Just as bad as Fischer had said. She was up to way more than just screwing the pool boy. If I was reading them right, and who the hell knew if I was, she was also defrauding her husband, the women’s club she belonged to, as well as helping herself to cocaine and uppers on a regular basis. She was also contemplating offing her husband.
She was an absolute peach.
“Ma’am, are you going to stay here?” Bastian asked.
“I was planning on taking a swim.” She was mad and indignant, and also slightly crazy for wanting to swim in mid-September with the chill in the air.
Liar.
I had an idea. It was not a good one, and if I could go to hell as a punishment, I was definitely going to be spending some time there.
Bastian caught my eye, and nodded.
Do it.
Did I hear that? Did he say that? Was that in my mind or out loud, or just what I implied from his look. Jesus.
But we didn’t have time.
“Ma’am, this is going to take a while. I wouldn’t recommend getting in the pool at this point. Even though my coworker is shutting off the power, there’s a chance this could electrify the water.”

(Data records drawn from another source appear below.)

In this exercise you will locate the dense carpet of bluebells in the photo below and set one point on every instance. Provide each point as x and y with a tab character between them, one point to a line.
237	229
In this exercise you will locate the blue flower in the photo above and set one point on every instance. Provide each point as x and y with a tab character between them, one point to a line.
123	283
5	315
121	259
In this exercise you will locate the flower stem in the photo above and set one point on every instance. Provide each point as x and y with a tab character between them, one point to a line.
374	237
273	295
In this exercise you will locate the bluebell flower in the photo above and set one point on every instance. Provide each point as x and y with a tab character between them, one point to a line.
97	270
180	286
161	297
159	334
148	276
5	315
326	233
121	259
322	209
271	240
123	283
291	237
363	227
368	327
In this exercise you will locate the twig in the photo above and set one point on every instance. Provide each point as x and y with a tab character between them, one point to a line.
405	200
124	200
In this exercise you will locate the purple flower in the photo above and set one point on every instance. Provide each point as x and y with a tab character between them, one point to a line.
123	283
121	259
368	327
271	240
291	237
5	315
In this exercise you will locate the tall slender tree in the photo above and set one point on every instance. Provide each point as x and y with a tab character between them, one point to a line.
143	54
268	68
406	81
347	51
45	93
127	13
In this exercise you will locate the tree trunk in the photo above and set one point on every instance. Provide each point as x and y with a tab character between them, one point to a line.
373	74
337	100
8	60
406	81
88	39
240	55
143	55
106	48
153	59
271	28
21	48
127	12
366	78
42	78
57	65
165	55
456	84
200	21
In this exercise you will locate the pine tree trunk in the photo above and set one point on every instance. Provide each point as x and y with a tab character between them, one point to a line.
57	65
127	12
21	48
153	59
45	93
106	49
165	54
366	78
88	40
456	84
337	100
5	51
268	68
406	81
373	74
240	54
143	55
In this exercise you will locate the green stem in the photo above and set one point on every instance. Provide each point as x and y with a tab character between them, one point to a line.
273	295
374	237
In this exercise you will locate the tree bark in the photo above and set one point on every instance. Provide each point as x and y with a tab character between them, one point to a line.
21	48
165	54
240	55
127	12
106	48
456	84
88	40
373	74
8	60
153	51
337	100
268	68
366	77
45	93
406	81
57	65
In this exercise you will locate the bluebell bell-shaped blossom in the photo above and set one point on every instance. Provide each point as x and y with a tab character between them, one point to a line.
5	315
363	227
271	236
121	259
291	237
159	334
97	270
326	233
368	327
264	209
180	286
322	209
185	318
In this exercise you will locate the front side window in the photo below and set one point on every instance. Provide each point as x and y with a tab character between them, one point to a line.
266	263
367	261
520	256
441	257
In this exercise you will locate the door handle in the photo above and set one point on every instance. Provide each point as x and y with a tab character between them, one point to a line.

Looking down at me, she scoffed and huffed. “Make sure it doesn’t. That’s your job.”
“Ma’am,” I started.
“Just do your job,” she snapped and walked to the shallow end.
Bastian knelt down. “You good with this?”
“I’m going to see if we can just shock her good,” I answered.
My phone buzzed with a text message in my pocket and I pulled it out.
Unknown: No. Take her down.
Staring at it for a minute, I turned it to Bastian and let him read it. He jerked a bit after reading it.
His phone buzzed a second later, and he read it with a shocked look. Turning it, I could read it.
Unknown: Guys, trust me. I’d say you were doing the Lord’s work, but…wrong Lord?
Bastian and I stared at each other.
Wrong Lord?
Was fucking Lucifer texting us?
The devil texted?
“He has a cell phone?” Bastian whispered.
“He has reception?”
Neither of us could stop the laugh th
at burst out, and it took a long minute for either of us to calm down. I stared at my own message, and finally tucked the phone away. “We’re the sins. If that’s true, we’d be agents of Hades, right? And Lucifer is the overseer of Hades, so that makes him our boss.”
Nodding, Bastian tucked his phone away as well. “That all makes sense, as much as anything has made sense. If he says go, we’ll go. Grim Reaper duty, I guess.”
“Forgot my scythe,” I grumbled.
As I dug into the filter, and started to look for the wires that ran it, I guessed I should feel guilty about this in some ways. It was murder, and it wasn’t right, and shouldn’t have been acceptable in polite society. Or any society.
Though, just like all the asses that ran the Pipeline, and were trying to gear it back up, this woman brought suffering to those around her. She didn’t care about the fact that Hector was probably going to have lifelong psychological trauma. That he could possibly be suffering from physical effects of this disease for years. We’d do what we could for him, but he was already damaged, and there was no guarantee he could be healed completely.
“Do you know anything about electrical systems?” Bastian asked, kneeling down next to me and peering into the filter box.
“Not a goddamn clue,” I answered.
“See that large cable running to the big black box?”
“Yep.”
“Power cable. Looks like a 200 amp DC, too. Nice.”
“Nice?”
“You only need one amp to kill, and direct current works much better.”
I stared down into the box. “We’re just going to kill this woman?”
“Well…”
Sitting back on my heels, I looked at Bastian. “This feels like it’s not the right way to do this. I feel like…we should ruin her. Take away her money, her cars, her privileges. Bring her down.”
He stared down at the wires. “Can you do that?”
“I’m a master of financial manipulation.” I took a moment to glance up at him. “I can get her ruined by just exposing her though, honestly. She’s a full-on hot mess, and it would be a lot more fun to draw this out, I think.”
Ding.
Unknown: Ah, there’s my Greed. I like this better.